The clay I use is named Plainsman M370. It is mid-range white clay that is very smooth and intended to mimic the qualities of porcelain at a lower firing temperature.

ann in studioI will take the time here to remind you not to believe everything you see.

Take this picture for example. It shows me working away on a bowl at my wheel, and not only is my shirt clean, my hands are barely coated with clay. This is not how things work for me. Five minutes after I sit at the wheel and begin throwing, the clay has taken on a life of its own and can be found just about anywhere on my person.

When I named my studio Clayfoot Crockery, I wasn’t kidding. I couldn’t think of a word that would describe everything covered in clay so I had to settle for clay foot.

I digress.

I fire in an electric kiln - bisque ware to cone 04, and glaze to cone 6/7. Glazes are fired with a slow rise in temperature at the beginning and the end of firing to 2219°F. After a 20 minute hold, I fire down to slow the cooling to less than 100°F/hour until it reaches 1500, and then slowing it again from 1200°F to 900°F. Many clay bodies are fine without this final slow down of cooling but the M370 clay is quite high in free quartz and needs to be cooled slowly through the quartz inversion temperatures.

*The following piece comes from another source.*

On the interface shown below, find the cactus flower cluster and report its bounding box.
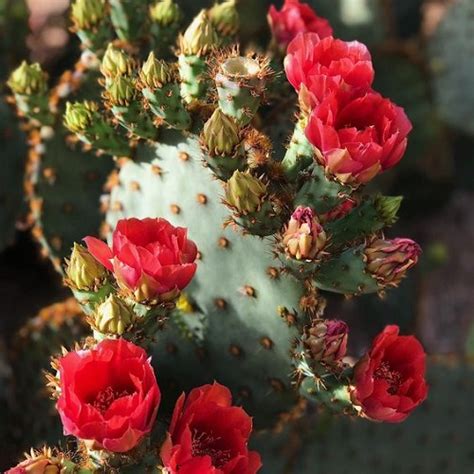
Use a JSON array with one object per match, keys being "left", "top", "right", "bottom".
[{"left": 4, "top": 0, "right": 427, "bottom": 468}]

This process takes an average of 20 hours. Then it has to cool back down to room temperature before the kiln can be opened and the pots examined.

I work primarily on the wheel, but do some hand building, using both slabs and extruded clay. Or I may decide to sculpt a piece. For example the clay man was made by first wedging together a very large piece of clay two and 1/2 feet high and about two feet diameter. This clay was then sculpted away to leave a solid sculpture, which was then cleaned out from the inside.